Ouch weblog: individual blog entry
6 Sep 07, 2:34 AM - In The Company Of Others
One of the noteworthy aspects of living in Minnesota--aside from the blizzards and the hot dish and the abundance of blonde people--is the fact that it's one of the few states in our imperfect union that offers 24-hour nursing care to those of us with an affinity for breathing with a ventilator. Now, just because the state offers nursing care doesn't mean it's easy to find actual nurses. As in much of the country, we have a nursing shortage in these parts and home care isn't the first choice for most people entering the field. When I first moved here and used a home care agency, I was constantly dealing with gaps in the schedule and some nurses who were--how to say this nicely--less than ideal matches. A few years ago, I decided to manage my nursing care without an agency and things have settled down a good deal. My nurses get a better wage and I get a little more freedom to determine who is going to work with me.

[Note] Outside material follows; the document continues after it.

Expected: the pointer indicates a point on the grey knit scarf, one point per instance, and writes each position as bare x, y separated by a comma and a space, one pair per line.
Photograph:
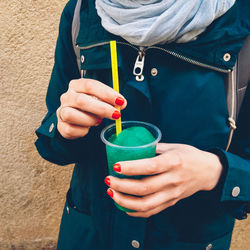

I sometimes get asked what it's like to have someone around me 24/7. I usually respond that it's probably a little bit like being married to seven or eight different people. When you're with someone for eight or more hours at a stretch, you can't help but learn quite a bit about that person. And in turn, they are privy to many of the details of both my professional and personal lives. They know my family, friends, and colleagues. They know it's useless to talk to me when I'm in front of the computer. They know about my cravings for Pringles crisps and my liberal politics. Some of my nurses probably know me better than most of my relatives. I do manage to carve out a private life, but it takes work and some acquired assertiveness. And we Midwesterners are not renowned for our assertiveness.
I've also learned to play to the strengths of each of my nurses. I have one nurse that I take with me when I need to go shopping for clothes. When I need help with fixing my computer, I have a couple other nurses to whom I turn. I figure that my experience with managing my own care is good preparation for a career in middle management.
It probably seems weird to most people; having someone within earshot nearly every minute of the day. But without my nurses, I'd probably be much less independent. That may seem counterintuitive, but not from where I'm sitting.